2. Faster Integrations:

  • Efficiency: Building custom connectors used to take months of developer time. With MCP, agents can "plug and play" into your GitHub, Slack, or Google Drive via a single, universal interface.

  • Speed: Companies using MCP report saving roughly 30–40% on their integration timelines.

The Casino Whale Analogy

1. The Gambler (The AI Agent)

The gambler is the core brain. They have the intent to win and the ability to make decisions based on what they see. But a gambler without a strategy or a seat at the table is just a person in a fancy suit (probably you)

2. The Cheat Sheet & Strategy (Agent Skills)

This is our 3-layer architecture.

  • Level 1 (Metadata): The gambler knows which games are in the room (Poker, Blackjack, Roulette). They don't have the mood or gut feeling which one to play in their head yet, but know where to walk.

  • Level 2 (Instructions): Suppose they sit at the Poker table. Now, they “activate” their Poker Skill. They recall the specific rules of this game, the "latest and most optimal" strategy that overrides their general knowledge.

  • Level 3 (Resources): This is the mental math. The gambler pulls out a specific "resource", a probability chart for a 52-card deck, poker hand combinations, etc., to calculate the exact odds of the current hand.

3. The Keycard & The Chips (MCP)

The gambler has the skill, but they can't play without access.

  • MCP is the Casino Keycard. It lets the gambler through the door, identifies them to the pit boss, and connects them to the house's data (the cards being dealt).

  • Without MCP, the gambler is just gambling in the mind. With MCP, they are plugged into the table's live feed.
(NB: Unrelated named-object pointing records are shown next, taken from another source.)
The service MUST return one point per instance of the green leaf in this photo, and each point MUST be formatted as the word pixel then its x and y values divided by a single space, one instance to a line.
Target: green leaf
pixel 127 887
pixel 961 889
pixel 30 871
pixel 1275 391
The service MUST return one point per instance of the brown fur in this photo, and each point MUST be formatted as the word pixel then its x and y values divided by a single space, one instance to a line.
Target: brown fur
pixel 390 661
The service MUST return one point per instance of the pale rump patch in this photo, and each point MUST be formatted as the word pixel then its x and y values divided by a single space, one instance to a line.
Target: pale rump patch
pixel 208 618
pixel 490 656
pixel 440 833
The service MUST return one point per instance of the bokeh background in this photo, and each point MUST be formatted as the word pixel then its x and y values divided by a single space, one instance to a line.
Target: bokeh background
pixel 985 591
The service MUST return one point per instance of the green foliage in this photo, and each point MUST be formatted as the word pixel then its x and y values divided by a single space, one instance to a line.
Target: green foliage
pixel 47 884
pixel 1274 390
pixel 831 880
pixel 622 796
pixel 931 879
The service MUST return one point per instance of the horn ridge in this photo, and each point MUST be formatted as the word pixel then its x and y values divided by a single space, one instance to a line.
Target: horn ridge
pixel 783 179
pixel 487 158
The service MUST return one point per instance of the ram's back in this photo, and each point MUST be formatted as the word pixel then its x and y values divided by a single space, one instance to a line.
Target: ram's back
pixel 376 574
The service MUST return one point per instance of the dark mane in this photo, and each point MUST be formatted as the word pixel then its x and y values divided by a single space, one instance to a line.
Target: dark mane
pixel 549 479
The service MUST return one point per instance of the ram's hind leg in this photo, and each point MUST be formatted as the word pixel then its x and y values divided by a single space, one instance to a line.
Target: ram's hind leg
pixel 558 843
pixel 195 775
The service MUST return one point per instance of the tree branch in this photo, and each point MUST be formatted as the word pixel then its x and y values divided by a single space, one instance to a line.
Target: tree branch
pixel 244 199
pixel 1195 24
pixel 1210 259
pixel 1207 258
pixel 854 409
4. The Winning Hand (Agent-as-a-Service)

In the old world (SaaS), you were the gambler. You had to buy the strategy book and sit at the table yourself. In terms of AaaS, you are just the Backer. You don't play the game, you simply hire the pro gambler, give them the MCP keycard to your accounts, and they play 24/7. You don't care about the individual card flips, you only care about the chips stacking up in your vault.

Human Upgrades: Does this mean we lose our jobs?

(Only applicable if you have one right now)

We aren't just losing repetitive roles, but we are evolving them to ship stuff faster.

There is a shift that is happening, and we can see that by considering the layoffs going on.

Roles like Agent Supervisor, Prompt/Task Engineers for humans who oversee "fleets" of Agents. Instead of doing the data entry, mailing, and logging, you monitor the agents for the edge cases and step in only when things get complicated.

Strategic Oversight: Humans move from being "order-takers" to "strategic planners," focusing on high-level goals like system designs while the agents actually get their hands dirty (no, we are not calling them slaves).